W połowie grudnia gruchnęła wiadomość o rzekomym odejściu Karola Linettego do Napoli w najbliższym oknie transferowym. Sam zawodnik podobno z chęcią zamieniłby Poznań na słoneczną Italię, ale czy ten transfer rzeczywiście ma sens? Wszystkie znaki na niebie i ziemi wskazują na coś zupełnie innego.
O tym, że Karol Linetty ma opuścić Lecha, mówi się od dłuższego czasu. Przez długi czas wydawało się, że 20-latek będzie starał się podbić Wielką Brytanię, grając w barwach Tottenhamu. Potem realną opcją dla pomocnika miał być Club Brugge, ale i ten transfer zakończył się fiaskiem na ostatniej prostej. Teraz spore zainteresowanie reprezentantem Polski przejawia Napoli, które zamierza zimą znaleźć alternatywę dla Allana i Marka Hamsika.
„Jak nie teraz, to kiedy?”– chciałoby się rzec, jeśli rzeczywiście na stole leży oferta od włoskiego potentata. Bo przecież Linetty wydaje się być w 100% gotowy do wyjazdu za granicę. Co więcej, nie ma chyba innej ligi, do której bardziej pasowałby pomocnik Lecha niż Serie A. Na wyobraźnię oczywiście działa magia klubu, który poważnie myśli o ściągnięciu piłkarza. Bo przecież grać w jednej drużynie z Higuainem czy Hamsikiem byłoby dla niego sporym wyróżnieniem. Pytanie tylko, czy rzeczywiście są to odpowiednie miejsce i czas na transfer.
Transfer zagranicę? Byle nie zimą!
Przede wszystkim należy zauważyć, że żadnemu Polakowi od wielu lat nie udało się wybić po transferze w okienku zimowym. Ostatnim takim przypadkiem było przyjście Maciej Rybusa do Tereka Grozny. Od tego czasu klęskę w nowych drużynach zaliczyli chociażby Dominik Furman i Ariel Borysiuk, którzy mimo tego, że odchodzili za spore pieniądze, nie podbili nowych klubów.
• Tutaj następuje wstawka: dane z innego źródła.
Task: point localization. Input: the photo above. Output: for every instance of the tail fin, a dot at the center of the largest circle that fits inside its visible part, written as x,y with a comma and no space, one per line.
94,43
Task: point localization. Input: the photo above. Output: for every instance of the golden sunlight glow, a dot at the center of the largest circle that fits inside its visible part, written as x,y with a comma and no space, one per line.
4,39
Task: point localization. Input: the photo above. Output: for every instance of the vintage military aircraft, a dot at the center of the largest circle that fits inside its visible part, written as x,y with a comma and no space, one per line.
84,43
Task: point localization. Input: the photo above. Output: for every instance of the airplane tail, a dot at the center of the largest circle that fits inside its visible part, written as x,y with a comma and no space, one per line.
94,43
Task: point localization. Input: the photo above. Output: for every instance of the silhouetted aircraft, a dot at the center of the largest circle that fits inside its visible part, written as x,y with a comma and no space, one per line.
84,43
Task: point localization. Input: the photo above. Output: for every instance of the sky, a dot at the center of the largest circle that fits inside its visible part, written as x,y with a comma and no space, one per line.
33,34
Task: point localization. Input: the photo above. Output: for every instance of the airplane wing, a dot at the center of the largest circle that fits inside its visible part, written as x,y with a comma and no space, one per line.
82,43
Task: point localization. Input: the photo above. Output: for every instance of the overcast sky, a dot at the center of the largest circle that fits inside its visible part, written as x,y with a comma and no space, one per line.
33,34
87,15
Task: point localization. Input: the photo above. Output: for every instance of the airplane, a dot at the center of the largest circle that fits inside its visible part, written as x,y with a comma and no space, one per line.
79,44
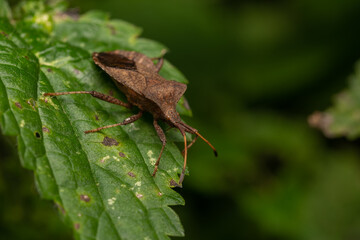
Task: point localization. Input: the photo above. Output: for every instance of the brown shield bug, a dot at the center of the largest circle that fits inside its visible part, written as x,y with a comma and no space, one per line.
137,77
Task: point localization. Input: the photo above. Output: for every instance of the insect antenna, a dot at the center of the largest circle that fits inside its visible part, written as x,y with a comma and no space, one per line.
215,152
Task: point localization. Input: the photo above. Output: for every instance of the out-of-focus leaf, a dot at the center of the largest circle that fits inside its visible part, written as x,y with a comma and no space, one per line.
343,118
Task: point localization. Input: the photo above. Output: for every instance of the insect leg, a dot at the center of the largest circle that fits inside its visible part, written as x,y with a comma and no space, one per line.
192,142
162,137
95,94
131,119
159,64
185,157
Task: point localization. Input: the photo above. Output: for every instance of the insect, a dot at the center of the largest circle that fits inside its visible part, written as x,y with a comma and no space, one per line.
137,77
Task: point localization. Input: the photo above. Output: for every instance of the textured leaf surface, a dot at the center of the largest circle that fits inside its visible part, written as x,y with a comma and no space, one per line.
101,182
343,118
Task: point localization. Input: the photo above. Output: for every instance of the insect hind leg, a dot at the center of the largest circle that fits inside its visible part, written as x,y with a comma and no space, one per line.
162,137
131,119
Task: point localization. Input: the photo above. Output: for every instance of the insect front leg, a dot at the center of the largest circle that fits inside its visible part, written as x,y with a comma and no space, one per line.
95,94
162,137
131,119
192,142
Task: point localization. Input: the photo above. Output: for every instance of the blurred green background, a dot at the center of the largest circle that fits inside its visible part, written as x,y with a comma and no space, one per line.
257,69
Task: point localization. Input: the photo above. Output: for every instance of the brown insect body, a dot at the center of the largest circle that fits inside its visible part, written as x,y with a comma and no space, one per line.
139,80
137,77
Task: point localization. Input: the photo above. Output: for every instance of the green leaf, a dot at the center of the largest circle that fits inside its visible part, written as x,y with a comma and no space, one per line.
343,118
101,182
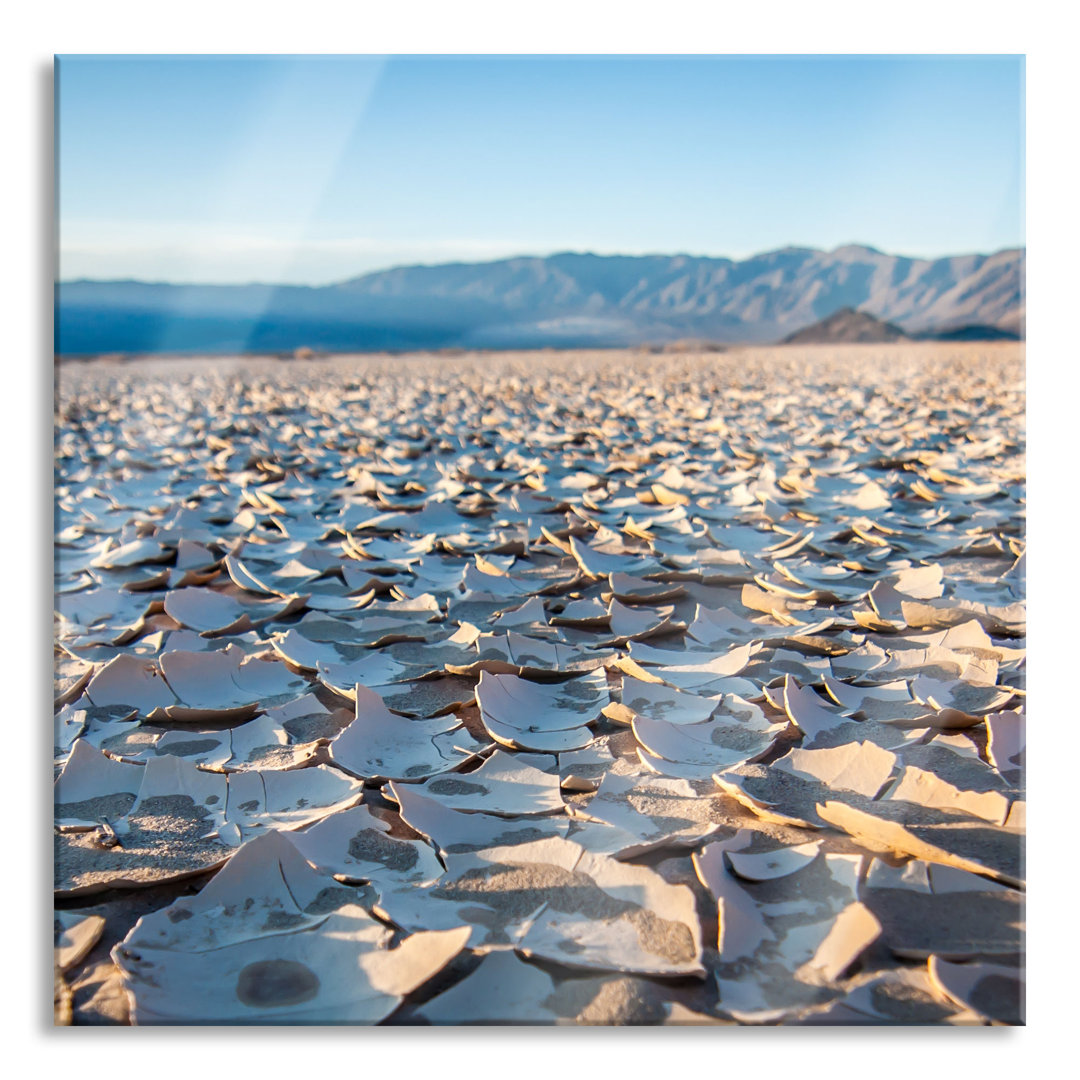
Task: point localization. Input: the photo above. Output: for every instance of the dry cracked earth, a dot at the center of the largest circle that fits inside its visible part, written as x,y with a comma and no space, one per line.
576,688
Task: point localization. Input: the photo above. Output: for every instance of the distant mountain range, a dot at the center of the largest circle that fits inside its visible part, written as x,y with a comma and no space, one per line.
566,299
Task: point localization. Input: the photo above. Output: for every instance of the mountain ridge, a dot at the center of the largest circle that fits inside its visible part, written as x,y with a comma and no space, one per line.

Wynika to z tego, że niezwykle trudno jest wejść do nowej drużyny grającej o określone cele w trakcie sezonu. Trudno wyobrazić sobie w końcu sytuację, w której Maurizio Sarri będzie dawał szanse ogrywać się Linettemu tylko po to, by ten mógł się zaaklimatyzować w drużynie, jeśli Napoli będzie grać do końca sezonu o scudetto.
Jeśli Polak rzeczywiście przejdzie do włoskiego potentata, czekać go będzie pół roku grzania ławy i liczenia na kontuzję podstawowych zawodników. W jego wieku taka sytuacja mogłaby się okazać zgubna.
http://i66.tinypic.com/29w4xm9.jpg
Z tymi zawodnikami miałby konkurować Linetty o miejsce w składzie Napoli (fot.transfermarkt.pl)
Problemem może być również siła Napoli. Karol Linetty o miejsce w składzie musiałby konkurować z Jorginho, Mirko Valdifiorim i Allanem, który w tym momencie jest czołowym środkowym pomocnikiem w Serie A. Nie chcemy źle wróżyć 20-latkowi, ale wygryzienie któregokolwiek z tych piłkarzy graniczyłoby z cudem.
Serie A to nie jest liga dla Polaków
Kolejnym minusem ewentualnego transferu Polaka do Serie A są przykład innych młodych zawodników próbujących podbić Półwysep Apeniński. W ostatnich latach od ściany odbiło się kilku piłkarzy młodego pokolenia z Polski , którzy wydawali się w pełni gotowi do wyjazdu za granicę. Tyle tylko, że wymagająca liga szybko zweryfikowała ich umiejętności.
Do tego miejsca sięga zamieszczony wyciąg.